Shinar & Compton, (2004) menambahkan, dalam penelitian yang
dilakukannya, terliahat bahwa aggressive driving muncul lebih banyak pada jam-
jam padat lalu lintas dibandingkan waktu biasa. Dengan semakin padatnya kondisi
jalan, akan meningkatkan pula terjadinya perilaku aggressive driving. Kesesakan
(crowding) akan menyebabkan peningkatan stress sehingga pada akhirnya
memunculkan aggressive driving. Parkash & Kansal, (2007) menambahkan
perilaku agresif ketika mengemudi merupakan respon dari kepadatan yang ada di
jalan. Kondisi jalan yang padat dan lambat memicu parilaku agresif pengemudi.
Shinar, (1998) menjelaskan dalam penelitian sebelumnya bahwa, perilaku
agresif pada saat mengemudi ini memang sesuai dengan teori frustasi agresi, yaitu
karena pengemudi merasa frustasi dengan keadaan jalan, maka munculah perilaku
agresif untuk melanggar hak-hak orang lain misalnya perilaku menerobos lampu
merah atau dengan melakukan penyerangan kepada pengemudi lain seperti dengan
mengeluarkan kata-kata menantang (mengutuk) objek frustrasinya.
Tasca (2000) menjelaskan bahwa jenis kelamin dapat menjadi factor
pembentuk aggressive driving. Sehingga akan terdapat perbedaan intensitas
50
perilaku aggressive driving antara laki-laki dan perempuan. Constantinou, dkk
(2011) menjelaskan pula dalam penelitiannya bahwa jenis kelamin juga
mempengaruhi munculnya aggressive driving.
Berdasarkan uraian di atas dapat disimpulkan bahwa, aggressive driving
dapat dipengaruhi oleh lingkungan, khususnya kondisi jalan raya. Jalan raya yang
padat akan dipersepsikan masing-masing individu secara berbeda-beda.
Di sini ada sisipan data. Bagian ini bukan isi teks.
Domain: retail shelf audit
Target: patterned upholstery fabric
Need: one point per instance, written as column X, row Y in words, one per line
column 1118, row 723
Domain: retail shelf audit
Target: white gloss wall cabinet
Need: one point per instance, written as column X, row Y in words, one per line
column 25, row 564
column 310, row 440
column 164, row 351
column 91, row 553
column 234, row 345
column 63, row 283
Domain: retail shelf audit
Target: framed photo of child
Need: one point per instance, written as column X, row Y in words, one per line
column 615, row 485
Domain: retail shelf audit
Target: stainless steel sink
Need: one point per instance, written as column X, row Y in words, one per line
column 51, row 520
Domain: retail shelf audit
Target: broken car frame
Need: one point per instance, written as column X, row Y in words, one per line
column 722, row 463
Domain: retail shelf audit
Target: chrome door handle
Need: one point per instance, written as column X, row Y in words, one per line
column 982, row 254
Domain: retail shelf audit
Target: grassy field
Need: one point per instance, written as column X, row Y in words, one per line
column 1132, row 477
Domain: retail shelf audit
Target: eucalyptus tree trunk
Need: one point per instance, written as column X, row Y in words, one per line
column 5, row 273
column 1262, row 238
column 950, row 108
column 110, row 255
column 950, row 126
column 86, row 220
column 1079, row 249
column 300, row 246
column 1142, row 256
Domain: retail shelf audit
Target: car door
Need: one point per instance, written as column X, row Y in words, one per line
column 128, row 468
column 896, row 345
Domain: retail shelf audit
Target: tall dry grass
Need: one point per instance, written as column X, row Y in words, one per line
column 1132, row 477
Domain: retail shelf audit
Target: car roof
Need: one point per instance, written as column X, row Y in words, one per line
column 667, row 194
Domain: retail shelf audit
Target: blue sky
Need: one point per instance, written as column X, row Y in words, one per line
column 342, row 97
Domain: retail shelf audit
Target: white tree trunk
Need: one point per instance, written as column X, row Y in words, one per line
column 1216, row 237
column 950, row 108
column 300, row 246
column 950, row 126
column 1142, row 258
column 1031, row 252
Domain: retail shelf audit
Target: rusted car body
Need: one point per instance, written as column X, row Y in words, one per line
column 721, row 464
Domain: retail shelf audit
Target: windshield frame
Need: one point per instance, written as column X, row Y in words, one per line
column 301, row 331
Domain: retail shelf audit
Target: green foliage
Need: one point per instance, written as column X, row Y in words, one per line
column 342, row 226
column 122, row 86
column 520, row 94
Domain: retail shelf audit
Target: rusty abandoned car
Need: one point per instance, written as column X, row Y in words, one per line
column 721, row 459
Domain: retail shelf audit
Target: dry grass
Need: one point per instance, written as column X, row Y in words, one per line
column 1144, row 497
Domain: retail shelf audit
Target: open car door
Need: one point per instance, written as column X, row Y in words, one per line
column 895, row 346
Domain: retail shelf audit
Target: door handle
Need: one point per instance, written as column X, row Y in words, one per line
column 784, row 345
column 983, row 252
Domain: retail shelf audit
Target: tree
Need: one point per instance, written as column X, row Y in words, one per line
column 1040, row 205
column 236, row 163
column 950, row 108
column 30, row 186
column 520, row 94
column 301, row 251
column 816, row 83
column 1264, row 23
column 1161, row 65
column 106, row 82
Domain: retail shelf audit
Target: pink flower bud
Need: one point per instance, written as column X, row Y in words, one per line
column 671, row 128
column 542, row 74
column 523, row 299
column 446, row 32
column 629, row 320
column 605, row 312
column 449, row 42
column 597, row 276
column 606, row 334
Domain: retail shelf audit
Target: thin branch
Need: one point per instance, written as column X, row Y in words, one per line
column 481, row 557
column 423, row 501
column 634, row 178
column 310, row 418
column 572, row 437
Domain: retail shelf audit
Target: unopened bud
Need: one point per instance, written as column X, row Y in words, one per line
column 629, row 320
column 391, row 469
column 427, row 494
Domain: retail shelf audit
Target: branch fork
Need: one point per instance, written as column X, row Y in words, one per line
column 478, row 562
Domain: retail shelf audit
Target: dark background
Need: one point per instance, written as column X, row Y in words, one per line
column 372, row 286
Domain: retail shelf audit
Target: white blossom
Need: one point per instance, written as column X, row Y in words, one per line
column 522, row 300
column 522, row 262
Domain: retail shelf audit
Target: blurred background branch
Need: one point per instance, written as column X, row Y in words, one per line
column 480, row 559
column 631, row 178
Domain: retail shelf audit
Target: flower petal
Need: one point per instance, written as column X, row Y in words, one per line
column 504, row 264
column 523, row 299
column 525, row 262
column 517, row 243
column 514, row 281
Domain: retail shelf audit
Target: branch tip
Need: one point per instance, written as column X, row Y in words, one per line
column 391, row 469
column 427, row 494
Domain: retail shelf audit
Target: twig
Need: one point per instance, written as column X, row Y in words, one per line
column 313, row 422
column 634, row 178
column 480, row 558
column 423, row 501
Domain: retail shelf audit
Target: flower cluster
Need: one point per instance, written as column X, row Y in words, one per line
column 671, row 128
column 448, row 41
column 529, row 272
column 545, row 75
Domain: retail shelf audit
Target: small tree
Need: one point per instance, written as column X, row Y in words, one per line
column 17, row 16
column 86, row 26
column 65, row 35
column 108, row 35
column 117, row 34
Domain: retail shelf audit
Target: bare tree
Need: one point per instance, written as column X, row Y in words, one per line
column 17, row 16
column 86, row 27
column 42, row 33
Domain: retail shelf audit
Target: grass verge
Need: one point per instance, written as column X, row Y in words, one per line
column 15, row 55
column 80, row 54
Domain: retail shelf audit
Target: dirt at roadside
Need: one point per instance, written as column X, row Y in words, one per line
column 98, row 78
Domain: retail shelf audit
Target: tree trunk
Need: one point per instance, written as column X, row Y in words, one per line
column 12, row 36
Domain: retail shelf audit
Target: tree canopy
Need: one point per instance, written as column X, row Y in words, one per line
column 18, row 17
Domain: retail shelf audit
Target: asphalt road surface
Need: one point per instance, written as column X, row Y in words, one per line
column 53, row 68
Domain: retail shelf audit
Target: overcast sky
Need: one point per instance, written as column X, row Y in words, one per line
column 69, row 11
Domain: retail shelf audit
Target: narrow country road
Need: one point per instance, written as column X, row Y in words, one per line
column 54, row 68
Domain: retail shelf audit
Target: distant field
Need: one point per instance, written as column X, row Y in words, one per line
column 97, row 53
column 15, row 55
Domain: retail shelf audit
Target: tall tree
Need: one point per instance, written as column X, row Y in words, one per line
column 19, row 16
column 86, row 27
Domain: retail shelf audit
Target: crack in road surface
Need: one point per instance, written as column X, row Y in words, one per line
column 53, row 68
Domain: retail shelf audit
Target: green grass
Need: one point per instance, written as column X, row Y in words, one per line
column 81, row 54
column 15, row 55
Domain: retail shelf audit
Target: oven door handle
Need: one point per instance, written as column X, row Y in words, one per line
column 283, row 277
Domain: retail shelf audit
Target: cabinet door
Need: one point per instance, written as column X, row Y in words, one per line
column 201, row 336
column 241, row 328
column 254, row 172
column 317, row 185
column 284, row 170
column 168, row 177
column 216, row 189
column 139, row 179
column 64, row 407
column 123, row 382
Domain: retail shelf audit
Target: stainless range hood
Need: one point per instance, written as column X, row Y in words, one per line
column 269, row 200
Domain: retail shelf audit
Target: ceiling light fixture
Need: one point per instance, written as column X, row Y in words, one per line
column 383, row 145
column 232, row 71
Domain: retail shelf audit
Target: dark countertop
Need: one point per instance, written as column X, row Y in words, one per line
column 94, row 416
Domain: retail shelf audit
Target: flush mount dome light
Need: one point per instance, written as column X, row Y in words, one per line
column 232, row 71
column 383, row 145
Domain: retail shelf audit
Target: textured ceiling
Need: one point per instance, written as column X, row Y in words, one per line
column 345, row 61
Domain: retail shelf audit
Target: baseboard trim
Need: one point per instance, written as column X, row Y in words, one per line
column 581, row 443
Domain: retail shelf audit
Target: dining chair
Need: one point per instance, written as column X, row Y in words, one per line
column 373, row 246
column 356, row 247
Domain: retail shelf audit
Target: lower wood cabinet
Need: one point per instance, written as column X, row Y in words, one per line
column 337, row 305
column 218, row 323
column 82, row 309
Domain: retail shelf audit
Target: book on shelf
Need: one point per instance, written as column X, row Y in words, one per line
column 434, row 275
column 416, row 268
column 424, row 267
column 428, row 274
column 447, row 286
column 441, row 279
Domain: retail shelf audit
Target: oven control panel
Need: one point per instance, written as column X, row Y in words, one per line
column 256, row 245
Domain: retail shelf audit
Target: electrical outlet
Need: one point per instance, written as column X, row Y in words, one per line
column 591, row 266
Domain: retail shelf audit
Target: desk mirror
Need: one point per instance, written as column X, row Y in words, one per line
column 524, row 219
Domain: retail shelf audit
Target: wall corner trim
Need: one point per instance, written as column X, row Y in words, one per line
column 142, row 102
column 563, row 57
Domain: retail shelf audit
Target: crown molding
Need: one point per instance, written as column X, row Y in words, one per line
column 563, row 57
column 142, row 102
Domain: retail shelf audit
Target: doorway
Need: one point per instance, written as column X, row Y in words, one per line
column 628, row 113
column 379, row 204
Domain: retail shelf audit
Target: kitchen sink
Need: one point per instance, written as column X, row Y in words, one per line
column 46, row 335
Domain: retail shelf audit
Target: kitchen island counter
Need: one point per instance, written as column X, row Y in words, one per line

Persepsi
individu terhadap kesesakan (crowding) pada saat terjadi kemacetan di jalan raya,
akan menetukan tinggi atau rendahnya perilaku aggressive driving yang muncul.
E. Hipotesis
Hipotesis dalam penelitian ini adalah : terdapat hubungan antara persepsi
kesesakan dan jenis kelamin terhadap aggressive driving. Jenis kelamin sebagai
moderator antara variabel persepsi kesesakan dan aggressive driving.